Jesse and Toni took the conservative path and motored up the river under the I-5 bridge, and to the anchoring spot. Since there was a light wind out of the west, I figured this would be a great opportunity to try out the asymmetric spinnaker again. What a mistake. An hour later, in the gathering dusk, we repacked the spinnaker after a bunch of spinnaker fouls by yours truly, and chased off after Wind River.
By the time we got to where Wind River had dropped the hook, it was dark. That was when I realized something like a spotlight would be useful to have on board. A flashlight, while handy for not tripping over stuff wasn’t quite enough for setting an anchor. Anyway, we made a close pass at Wind River to check the current (running at a couple of knots) depth and swinging room, and then prepared to drop our hook and raft up.
Rafting up was interesting given the current. What we did after a couple of tries dropping anchor and backing up was to drop anchors parallel to each other, drifted back, and the use the current to steer the boats together so the anchors were set in a shallow ‘V’. Toni, who’d never done this before (and who later discovered that none of us had either) made the astute observation “You know, y’all are frikkin’ cowboys, trying to do this crap at night?!?” Oddly enough, Jesse used to ride bulls — a bona fide cowboy!

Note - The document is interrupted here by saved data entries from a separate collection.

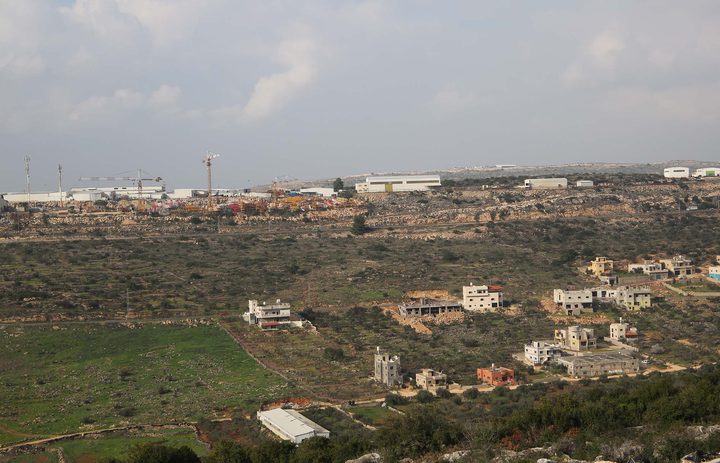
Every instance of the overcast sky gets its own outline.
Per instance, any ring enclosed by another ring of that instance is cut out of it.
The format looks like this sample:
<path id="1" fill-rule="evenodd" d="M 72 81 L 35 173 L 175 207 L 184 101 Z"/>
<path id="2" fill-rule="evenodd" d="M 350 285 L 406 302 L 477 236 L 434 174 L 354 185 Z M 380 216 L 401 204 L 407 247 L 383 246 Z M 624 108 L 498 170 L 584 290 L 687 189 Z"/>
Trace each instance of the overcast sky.
<path id="1" fill-rule="evenodd" d="M 718 159 L 720 2 L 0 0 L 0 191 Z"/>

Dinner simple and easy: heat and serve pre-made stuff from Whole Foods. Lounging in the cockpit after, there were relatively few lights, and if one stretched one’s imagination, we tried really hard imagine we were at some exotic anchorage. The freeway noise from the I-205 bridge, however, made that pretty close to impossible. I wasn’t quite imaginative enough to convert the sound of downshifting trucks into breaking surf.

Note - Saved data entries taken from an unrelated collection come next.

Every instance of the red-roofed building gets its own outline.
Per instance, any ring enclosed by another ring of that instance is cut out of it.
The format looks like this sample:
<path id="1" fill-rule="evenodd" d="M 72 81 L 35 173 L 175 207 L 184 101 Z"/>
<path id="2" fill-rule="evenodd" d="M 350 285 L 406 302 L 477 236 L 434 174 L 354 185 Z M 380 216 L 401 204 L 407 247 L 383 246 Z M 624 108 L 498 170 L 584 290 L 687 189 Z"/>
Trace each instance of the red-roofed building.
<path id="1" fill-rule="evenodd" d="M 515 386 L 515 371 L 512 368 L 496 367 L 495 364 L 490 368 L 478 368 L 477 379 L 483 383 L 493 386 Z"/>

The next morning, Toni cooked up the perfect breakfast: bacon, eggs, and toasted bagels. Joe and Jesse, fortified by Toni’s breakfast decided to check out my inflatable dinghy that Wind River had been towing on the off chance that we wanted to get to Government Island. Interestingly the dinghy had lost some of it air and taken on some water — which Joe verified by stepping into the dinghy and finding himself ankle deep in water, soaking his spiffy new topsiders and drenching his only pair of socks. Joe, let’s say, was not amused.
But, Joe being Joe, made the best of a bad situation and started to bail out the dinghy. Muttering under his breath about how it was that I had managed to “manipulate” him into the dinghy while staying aboard Pearl sipping my tea while he got wet, mutter-mutter-grumble. Suddenly there was a startled squawk from Joe “Dude! Why is your dingy making bad noises? It’s hissing!!! I’m going to sink! Get me out of here!!!” I just about spilled my coffee laughing.

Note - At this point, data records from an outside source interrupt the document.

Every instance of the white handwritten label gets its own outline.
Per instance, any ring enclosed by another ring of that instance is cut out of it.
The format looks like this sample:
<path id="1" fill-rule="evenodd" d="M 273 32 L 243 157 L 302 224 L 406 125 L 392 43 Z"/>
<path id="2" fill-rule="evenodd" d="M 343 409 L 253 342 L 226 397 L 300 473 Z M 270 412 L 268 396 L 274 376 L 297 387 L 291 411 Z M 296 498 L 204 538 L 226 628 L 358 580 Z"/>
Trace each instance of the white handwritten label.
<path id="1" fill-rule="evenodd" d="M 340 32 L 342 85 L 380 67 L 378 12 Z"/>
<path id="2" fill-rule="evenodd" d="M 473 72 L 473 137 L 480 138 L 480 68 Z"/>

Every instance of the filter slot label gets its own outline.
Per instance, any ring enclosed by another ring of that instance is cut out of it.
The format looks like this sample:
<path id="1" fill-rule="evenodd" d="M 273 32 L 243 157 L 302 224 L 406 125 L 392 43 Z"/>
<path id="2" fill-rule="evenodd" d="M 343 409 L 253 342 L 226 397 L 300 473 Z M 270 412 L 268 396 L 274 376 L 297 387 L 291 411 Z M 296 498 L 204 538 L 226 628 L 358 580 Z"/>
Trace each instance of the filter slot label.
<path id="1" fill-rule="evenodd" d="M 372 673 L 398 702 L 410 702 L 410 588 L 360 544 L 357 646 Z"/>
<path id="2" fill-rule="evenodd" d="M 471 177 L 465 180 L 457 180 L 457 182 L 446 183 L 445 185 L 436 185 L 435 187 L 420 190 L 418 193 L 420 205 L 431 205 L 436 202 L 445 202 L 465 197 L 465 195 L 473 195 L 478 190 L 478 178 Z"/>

As it turned out, the reason the dinghy was leaking air was because one of valves hadn’t been firmly closed after we inflated the boat, giving rise to a slow leak that was made worse by Joe’s weight in the boat. The problem was easily fixed. No harm. No foul. No one got really wet. It was all good.
Shortly after retrieving a somewhat skittish Joe, we raised anchor and headed back to the marina to install HF radio gear that Joe had generously donated to the Pearl.